I paused, pondering going to the toilet, possibly for no other reason than it was the only room with a light on and I wanted to feel it’s comforting glow before wandering into the bowels of the dark building, and then I heard his higher-pitched-than-you’d-think voice coming down from the foyer, “Hallooooooo…”
“Over here,” I called back, wanting him to know I was okay and that, thus far, there didn’t seem to be any monsters.
He came wandering down and told me in a quiet voice that made me think he might’ve been worried about Dark Monsters too, “Just wanted to make sure you remembered the number and got through and all.” I could tell that he didn’t want to be interfering with familial matters and certainly didn’t want to pry about why my mother had abandoned me, but was also not terribly impressed with me being left high and dry for over an hour.
“Would your mom send somebody to get you, or would you need a ride somewhere?” he asked quietly.
My heart about leapt out of my chest, and I was about to fake an entire phone call where mysteriously the entire department of the Southwest Organ Recovery team was on an emergency when we heard another lighter-pitched voice from the foyer, “Hallooooo…”
“Mom!” I yelled excitedly, my little heart not remembering that now this meant no car ride with my hero but possibly now knowing that I could show him to her like some sort of dog that followed me home.
I came running out of the darkness and hugged her while she apologised profusely and started to explain that, yes actually, she was on a call and was going to get Cyndi to come and get me but then Cyndi took a call and so on, when out of the darkness stepped an incredibly large and muscled black dude. Mom didn’t make any pant-shitting noises, but I bet she was close.
That 1000-watt smile lit up the hallway when he held his hand out, obviously pleased and relieved that I wasn’t bereft of a parent who cared. “Hi,” he said pleasantly, “I’m Herschel.”
Mom looked down wide-eyed at his extended hand before blinking and taking it, “Hi!” she dorked at him, “I’m… I’m… Judd’s MOM!”
“Pleasure to meet you,” he said softly, “we were just about to call you.”
“Oh…” it began to dawn on her that this walking Legend of Sports was judging her for leaving her child alone in the blazing Texas heat. “Well I had a call… and Cyndi…” she began.
His smile interrupted her stuttering and he said, “It’s okay, he told me. I’m just glad you made it.”
Walking abreast, we pushed open the doors to the foyer and went back out into the heat like 3 new friends about to embark on a new adventure.
My mom’s shiny red truck was purring next to his purring black and red blazer and he asked, “So, organ donation huh?”
Mom blinked, starstruck, and then slipped into a more professional mode with “Uhhhhhhh… yeah!”
He smiled at me and then tousled my hair before mom came back with the Dorkometer still turned up, “Herschel! Are you a donor?”
His head tipped back in a laugh and he pulled his wallet from those impossibly tiny pockets in workout shorts, showing her his Texas Driver’s License and the box that was indeed ticked as “Organ Donor”. Mom smiled and nodded her head dorkally and said with a non-asked-for approval, “Oh good!”
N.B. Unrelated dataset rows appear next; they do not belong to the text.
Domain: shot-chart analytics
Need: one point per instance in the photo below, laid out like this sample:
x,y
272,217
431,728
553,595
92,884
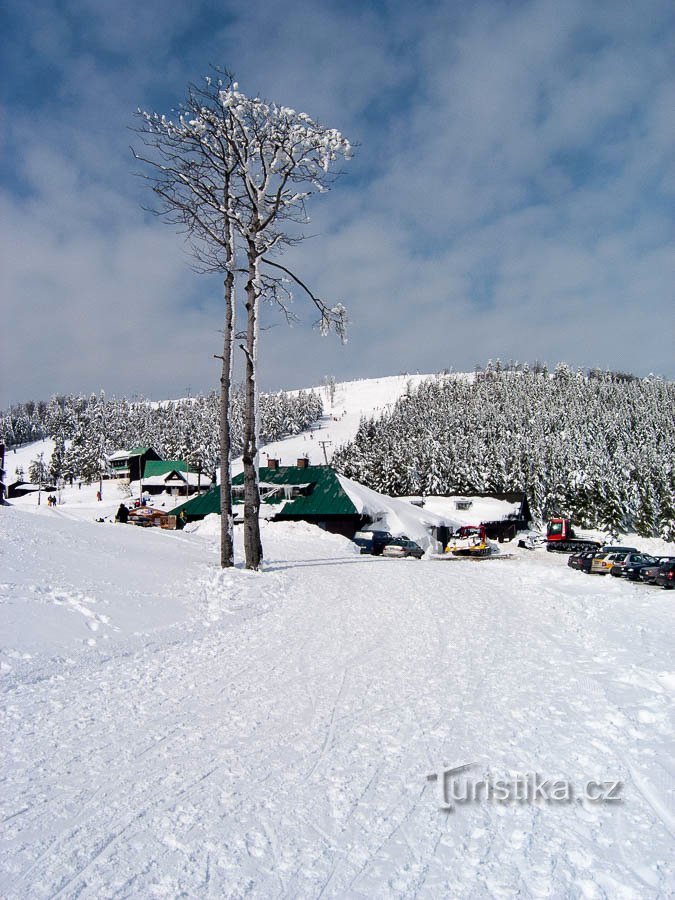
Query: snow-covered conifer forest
x,y
599,447
85,429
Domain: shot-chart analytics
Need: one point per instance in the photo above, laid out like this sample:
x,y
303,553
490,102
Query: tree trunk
x,y
226,517
252,541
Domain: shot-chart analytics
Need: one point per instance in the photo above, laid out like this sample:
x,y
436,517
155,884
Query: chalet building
x,y
289,494
130,464
3,489
503,514
173,477
21,488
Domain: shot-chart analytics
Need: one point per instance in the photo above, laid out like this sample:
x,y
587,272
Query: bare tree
x,y
284,157
192,175
236,173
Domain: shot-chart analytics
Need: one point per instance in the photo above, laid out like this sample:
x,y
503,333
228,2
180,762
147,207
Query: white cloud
x,y
512,195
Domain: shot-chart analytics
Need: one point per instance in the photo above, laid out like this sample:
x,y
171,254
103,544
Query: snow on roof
x,y
481,509
395,514
119,454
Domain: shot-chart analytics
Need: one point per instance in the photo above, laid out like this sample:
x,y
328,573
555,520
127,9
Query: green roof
x,y
200,506
155,467
326,496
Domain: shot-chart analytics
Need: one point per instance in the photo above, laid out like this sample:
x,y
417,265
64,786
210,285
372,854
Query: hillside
x,y
172,729
599,449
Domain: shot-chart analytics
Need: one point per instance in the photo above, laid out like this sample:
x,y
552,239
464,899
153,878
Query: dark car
x,y
621,560
399,548
589,561
576,559
372,541
649,573
666,576
633,570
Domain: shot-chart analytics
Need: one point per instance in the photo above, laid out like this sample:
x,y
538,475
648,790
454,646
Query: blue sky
x,y
512,194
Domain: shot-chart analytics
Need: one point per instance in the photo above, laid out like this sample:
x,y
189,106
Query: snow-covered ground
x,y
343,411
170,729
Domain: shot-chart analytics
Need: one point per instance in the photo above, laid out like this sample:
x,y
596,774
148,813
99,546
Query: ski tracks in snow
x,y
278,744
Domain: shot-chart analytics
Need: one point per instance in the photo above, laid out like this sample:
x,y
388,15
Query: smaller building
x,y
176,483
22,488
2,474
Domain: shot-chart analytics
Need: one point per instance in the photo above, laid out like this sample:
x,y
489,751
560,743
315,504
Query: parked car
x,y
588,560
666,576
621,560
575,560
599,564
402,547
633,570
649,573
372,541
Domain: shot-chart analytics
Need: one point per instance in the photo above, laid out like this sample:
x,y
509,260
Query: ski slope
x,y
170,729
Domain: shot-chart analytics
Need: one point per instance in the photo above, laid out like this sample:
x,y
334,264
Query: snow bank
x,y
396,515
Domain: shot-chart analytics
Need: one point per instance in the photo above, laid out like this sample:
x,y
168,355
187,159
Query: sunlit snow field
x,y
170,729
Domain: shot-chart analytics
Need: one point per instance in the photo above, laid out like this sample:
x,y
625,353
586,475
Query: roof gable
x,y
155,467
325,498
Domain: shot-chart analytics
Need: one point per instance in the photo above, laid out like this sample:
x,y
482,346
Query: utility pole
x,y
325,444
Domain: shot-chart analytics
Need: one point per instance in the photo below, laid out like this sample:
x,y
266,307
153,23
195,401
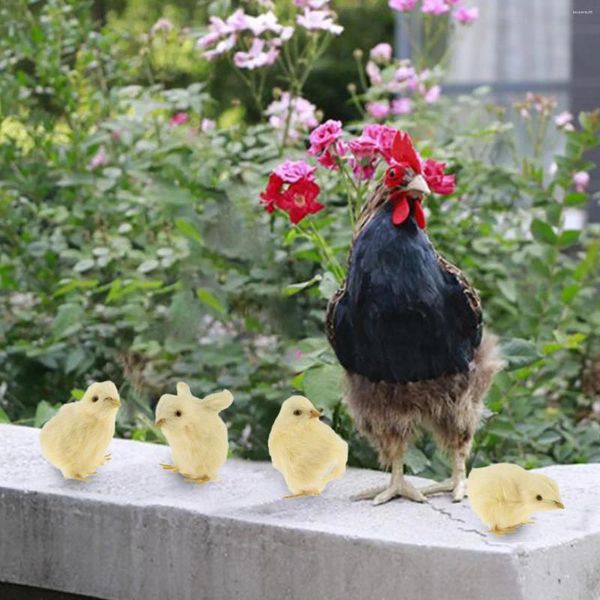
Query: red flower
x,y
300,200
272,197
437,181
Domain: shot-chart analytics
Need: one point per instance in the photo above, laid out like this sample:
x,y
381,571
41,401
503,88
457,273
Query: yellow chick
x,y
195,432
505,496
307,452
76,438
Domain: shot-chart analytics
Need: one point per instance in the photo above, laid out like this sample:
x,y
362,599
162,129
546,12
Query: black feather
x,y
403,317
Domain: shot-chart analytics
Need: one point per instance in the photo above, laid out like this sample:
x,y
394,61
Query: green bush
x,y
135,249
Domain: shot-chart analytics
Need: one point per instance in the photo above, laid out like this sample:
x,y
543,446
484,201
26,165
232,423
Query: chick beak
x,y
418,184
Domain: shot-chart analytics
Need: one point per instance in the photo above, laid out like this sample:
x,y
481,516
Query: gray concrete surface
x,y
138,532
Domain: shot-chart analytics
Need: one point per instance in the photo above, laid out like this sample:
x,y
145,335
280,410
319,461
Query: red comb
x,y
404,152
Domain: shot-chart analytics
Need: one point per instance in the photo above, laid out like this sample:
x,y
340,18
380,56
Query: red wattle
x,y
400,212
419,214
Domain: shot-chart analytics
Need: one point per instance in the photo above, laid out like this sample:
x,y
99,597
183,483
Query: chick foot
x,y
197,480
398,487
171,468
458,487
302,494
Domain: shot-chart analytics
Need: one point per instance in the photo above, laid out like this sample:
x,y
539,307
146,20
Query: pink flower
x,y
383,135
564,118
373,73
433,94
401,106
329,158
378,110
256,57
382,53
434,7
324,136
162,25
402,5
363,147
291,171
438,182
319,20
178,119
581,180
466,15
311,3
221,48
303,115
98,159
207,125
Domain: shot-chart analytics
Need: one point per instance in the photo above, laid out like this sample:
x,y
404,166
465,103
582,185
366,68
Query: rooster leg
x,y
457,484
399,486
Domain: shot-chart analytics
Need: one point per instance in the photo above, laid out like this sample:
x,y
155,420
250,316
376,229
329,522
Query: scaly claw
x,y
302,494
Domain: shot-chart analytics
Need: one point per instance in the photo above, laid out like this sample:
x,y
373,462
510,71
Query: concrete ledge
x,y
137,532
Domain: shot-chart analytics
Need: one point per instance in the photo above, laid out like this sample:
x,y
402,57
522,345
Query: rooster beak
x,y
418,184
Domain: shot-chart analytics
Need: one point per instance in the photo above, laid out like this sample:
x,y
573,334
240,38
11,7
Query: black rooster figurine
x,y
406,325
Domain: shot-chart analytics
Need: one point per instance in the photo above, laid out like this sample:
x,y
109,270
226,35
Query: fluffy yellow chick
x,y
505,496
195,432
76,438
307,452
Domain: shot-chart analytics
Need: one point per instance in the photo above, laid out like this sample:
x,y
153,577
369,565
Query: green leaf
x,y
575,199
323,385
569,292
294,288
74,359
209,299
68,320
519,352
508,289
542,232
85,264
148,265
415,459
44,412
188,229
328,285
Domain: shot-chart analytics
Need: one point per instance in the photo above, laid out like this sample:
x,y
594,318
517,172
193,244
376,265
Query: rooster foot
x,y
457,486
302,494
401,487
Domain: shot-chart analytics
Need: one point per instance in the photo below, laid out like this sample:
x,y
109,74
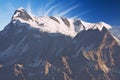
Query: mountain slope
x,y
52,48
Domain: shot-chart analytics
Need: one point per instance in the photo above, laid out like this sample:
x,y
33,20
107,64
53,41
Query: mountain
x,y
53,48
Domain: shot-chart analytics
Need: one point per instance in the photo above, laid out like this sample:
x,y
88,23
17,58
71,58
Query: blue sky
x,y
88,10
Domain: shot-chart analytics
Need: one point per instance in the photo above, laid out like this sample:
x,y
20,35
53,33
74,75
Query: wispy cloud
x,y
28,8
80,14
67,11
51,9
10,7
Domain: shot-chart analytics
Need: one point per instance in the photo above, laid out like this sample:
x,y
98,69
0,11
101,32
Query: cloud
x,y
10,7
28,8
52,9
67,11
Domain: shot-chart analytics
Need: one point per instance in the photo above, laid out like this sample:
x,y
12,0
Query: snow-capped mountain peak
x,y
48,24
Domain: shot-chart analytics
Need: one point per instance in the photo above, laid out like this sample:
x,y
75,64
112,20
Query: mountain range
x,y
54,48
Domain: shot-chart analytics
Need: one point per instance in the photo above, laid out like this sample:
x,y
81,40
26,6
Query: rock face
x,y
28,52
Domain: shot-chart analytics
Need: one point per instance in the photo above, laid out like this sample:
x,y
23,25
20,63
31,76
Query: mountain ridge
x,y
29,53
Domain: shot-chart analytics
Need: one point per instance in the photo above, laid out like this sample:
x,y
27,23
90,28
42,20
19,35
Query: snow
x,y
46,24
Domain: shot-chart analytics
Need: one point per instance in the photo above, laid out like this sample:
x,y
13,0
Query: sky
x,y
88,10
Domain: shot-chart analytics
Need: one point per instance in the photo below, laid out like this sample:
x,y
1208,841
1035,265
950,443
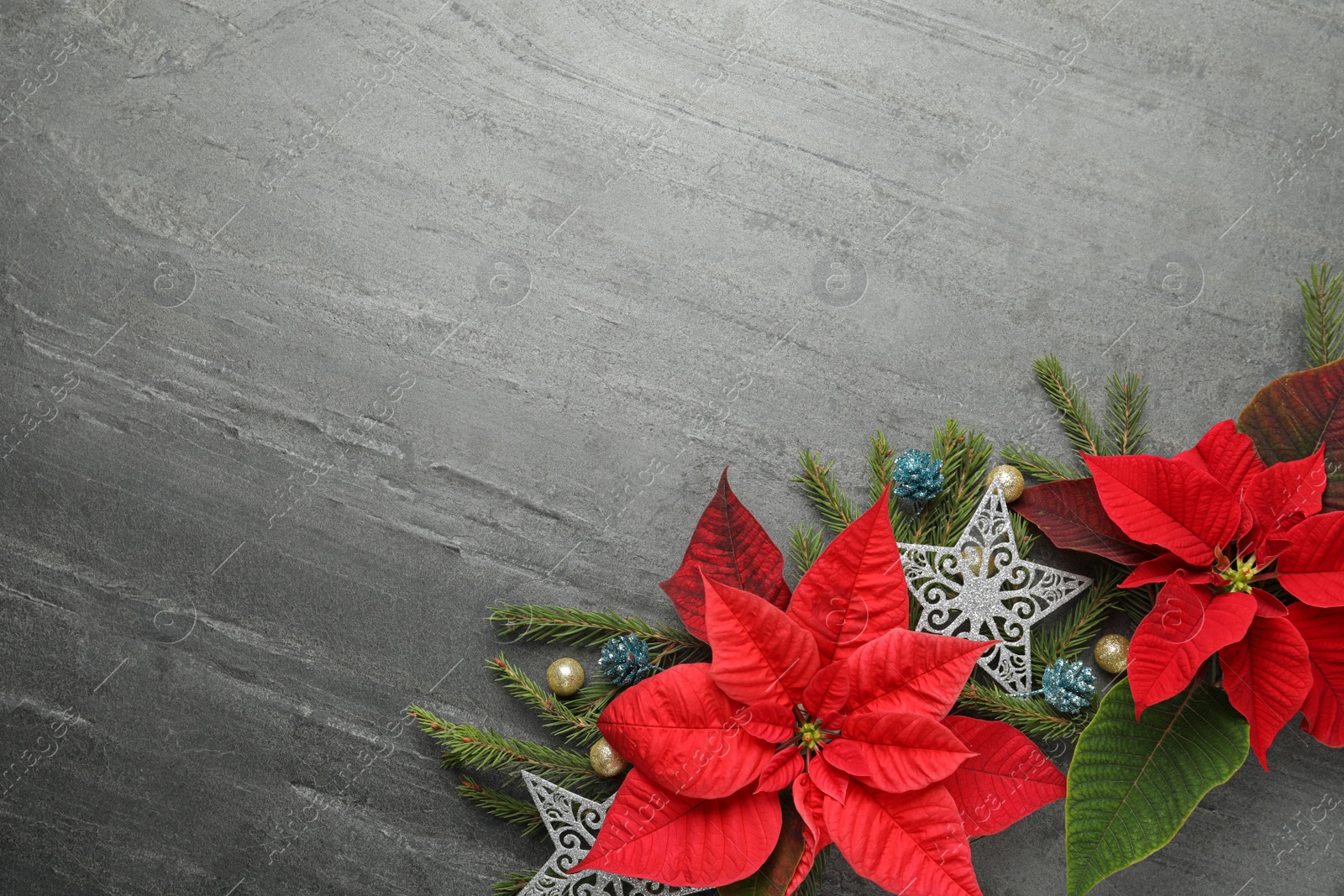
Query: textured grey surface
x,y
602,250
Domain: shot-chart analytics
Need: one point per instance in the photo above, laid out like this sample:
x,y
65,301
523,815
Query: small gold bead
x,y
1112,653
1008,479
605,761
564,676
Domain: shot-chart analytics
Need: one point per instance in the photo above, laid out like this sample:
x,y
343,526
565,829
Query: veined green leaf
x,y
1133,783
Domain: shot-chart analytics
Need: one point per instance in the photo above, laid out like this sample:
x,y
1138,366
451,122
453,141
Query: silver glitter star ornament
x,y
573,824
983,590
He drove off while I told mom about waiting and waiting and how he was the last car and had driven back in and he’d given me a quarter and then came in after me when she’d showed up. We ambled down the highway while the both of us sat and glowed, and after a bit mom said with growing defiance and complete righteousness, “You know… there are some people in the office that think he’s not worth the money or that he might be just another overpaid sports star, but I’ll never hear a word against that man again!”